Key beginning factors to study extra are:
- A react based mostly 8080 disassembler operating on github pages – https://github.com/21st-century-emulation/disassembler-8080
- The CP/M check harness used to validate the processor – https://github.com/21st-century-emulation/cpm-test-harness
- Simply use
docker-compose up --build
on this repo to run the appliance
- Simply use
- House Invaders UI – https://github.com/21st-century-emulation/space-invaders-ui
- Run regionally with
docker-compose up --build
or use the next mission to deploy into kubernetes
- Run regionally with
- Kubernetes Configuration & Deploying – https://github.com/21st-century-emulation/space-invaders-kubernetes-infrastructure
- Notice that this presupposes that you’ve got entry to a kubernetes cluster which may deal with ~200 new pods
Lastly, a screenshot of the emulator in motion might be seen right here:

Architectural Overview
The next picture describes the complete archictectural mannequin as utilized to an area invaders arcade machine, the important thing elements are then drawn out within the following sections

Central Fetch Execute Loop
All old style emulators fall into one among two camps, both they step the CPU one instruction at a time after which catch up different elements or they step every part (together with the CPU) one
cycle at a time. The 8080 as performed in an area invaders cupboard beneficial properties nothing from being emulated with cycle stage accuracy so this emulator adheres to the previous design.
The Fetch Execute Loop
service is the service which then performs that core loop and is broadly formed as follows
whereas true:
Name microservice to verify if interrupts ought to happen
If so then run RST x instruction
Get subsequent instruction from reminiscence bus microservice
Name corresponding opcode microservice
That’s it. As a way to really drive this microservice we additionally present /api/v1/begin
and /api/v1/state
endpoints which correspondingly set off a brand new occasion of the CPU to run and get the standing of the presently operating CPU.
Opcode microservices
Each opcode corresponds to a microservice which should present a POST api at /api/v1/execute
taking a JSON physique formed as follows:
{
"id": "uuid",
"opcode": 123, // Present opcode used to disambiguate calls to e.g. MOV (MOV B,C or MOV B,D)
"state": {
"a": 0,
"b": 0,
"c": 0,
"d": 0,
"e": 0,
"h": 0,
"l": 0,
"flags": {
"signal": false,
"zero": false,
"auxCarry": false,
"parity": false,
"carry": false,
},
"programCounter": 100,
"stackPointer": 1000,
"cyclesTaken": 2000,
"interruptsEnabled": false,
}
}
Reminiscence bus
The reminiscence bus serves to offer the stateful storage for the service and should expose 4 routes to the opposite companies:
/api/v1/readByte?id=${cpuId}&tackle=${u16}
– Learn a single byte from the tackle handed in/api/v1/writeByte?id=${cpuId}&tackle=${u16}&worth=${u8}
– Write a single byte to the tackle handed in/api/v1/readRange?id=${cpuId}&tackle=${u16}&size=${u16}
– Learn at mostsize
bytes beginning at tackle (to get e.g. the three bytes that correspond to an instruction)/api/v1/initialise?id=${cpuId}
– POST takes a base64 encoded string as physique and makes use of that to initialise the reminiscence bus for the cpu id handed in
There’s a easy & quick implementation written in rust with a excessive tech in reminiscence database offered at https://github.com/21st-century-emulation/memory-bus-8080. Various implementations utilising persistent storage are left as an train for the reader. A blockchain based mostly backend might be the very best answer to this downside.
Interrupt service
When operating the fetch execute loop service you possibly can optionally present (through an atmosphere variable) the url to an interrupt verify service which might be known as earlier than each opcode is executed. This API should take the identical JSON physique because the opcode microservices and can return an non-compulsory worth which signifies which RST opcode is to be taken (or none if no interrupt is to be fired).
Deployment structure
While the appliance might be run regionally utilizing docker-compose
, no self-respecting cloud options architect could be glad with the dangers inherent in having all the things pinned to a single machine. Consequently this mission additionally delivers a helm chart which might be discovered here.

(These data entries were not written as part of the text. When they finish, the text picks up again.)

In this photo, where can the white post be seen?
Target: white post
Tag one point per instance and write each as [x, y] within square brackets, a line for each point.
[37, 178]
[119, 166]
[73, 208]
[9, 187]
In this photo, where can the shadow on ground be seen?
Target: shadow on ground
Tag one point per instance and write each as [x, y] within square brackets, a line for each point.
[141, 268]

Provided that repository and a suitably massive kubernetes cluster (be aware: we strongly suggest selecting a high tier cloud supplier like IBM for this), all elements might be put in by merely operating ./set up.sh
.
The kubernetes structure is printed in https://github.com/21st-century-emulation/space-invaders-kubernetes-infrastructure/blob/main/README.md however a diagram is offered right here for brevity:

Efficiency
As with all fashionable design it’s essential to stick to the mannequin of “make it work then make it quick” and that’s one thing that this mission actually takes to coronary heart. In 1974 when the 8080 was launched it achieved a staggering 2MHz. Our new fashionable, containerised, cloud first design doesn’t fairly obtain that in it’s preliminary iteration. As might be seen from the screenshot above, area invaders as deployed onto an AKS cluster runs at ~1KHz which supplies us ample time for debugging however does make really enjoying it barely tough.

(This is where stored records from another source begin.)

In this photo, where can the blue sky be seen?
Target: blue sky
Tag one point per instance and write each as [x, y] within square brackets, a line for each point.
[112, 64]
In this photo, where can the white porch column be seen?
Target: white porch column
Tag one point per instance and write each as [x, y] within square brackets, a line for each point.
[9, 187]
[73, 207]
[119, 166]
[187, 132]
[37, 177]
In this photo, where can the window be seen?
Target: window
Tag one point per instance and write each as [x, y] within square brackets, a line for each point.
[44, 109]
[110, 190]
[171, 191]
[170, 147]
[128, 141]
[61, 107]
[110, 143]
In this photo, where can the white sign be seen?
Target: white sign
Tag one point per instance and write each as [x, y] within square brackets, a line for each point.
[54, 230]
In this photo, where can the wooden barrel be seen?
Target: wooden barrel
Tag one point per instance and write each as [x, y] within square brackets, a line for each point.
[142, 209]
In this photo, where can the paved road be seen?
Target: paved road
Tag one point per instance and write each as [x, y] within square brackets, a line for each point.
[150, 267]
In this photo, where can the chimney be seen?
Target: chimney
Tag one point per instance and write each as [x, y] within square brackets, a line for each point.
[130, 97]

Nevertheless, now that the appliance works we are able to have a look at optimising it, the next are clear future instructions for it to go in:
- Rewrite extra issues in rust. As we are able to see within the picture under, a good portion of the entire CPU time was spent operating
LXI
&POP
opcodes. That is fairly comprehensible as a result ofLXI
is written in Java/Spring andPOP
is written in Scala/Play. Each are clearly orders of magnitude slower than all the opposite languages in play right here. - JSON -> Avro/Protobuf. JSON serialisation/deserialisation is thought to be too sluggish for contemporary functions, utilizing a greater binary packed format will clearly enhance efficiency
- Pipelining & speculative execution.
- A minor velocity enhance might be achieved by merely pipelining as much as the following N directions and invalidating the pipeline on any instruction which modifications this system counter. That is significantly wonderful as a result of it brings fashionable CPU design again to the 8080!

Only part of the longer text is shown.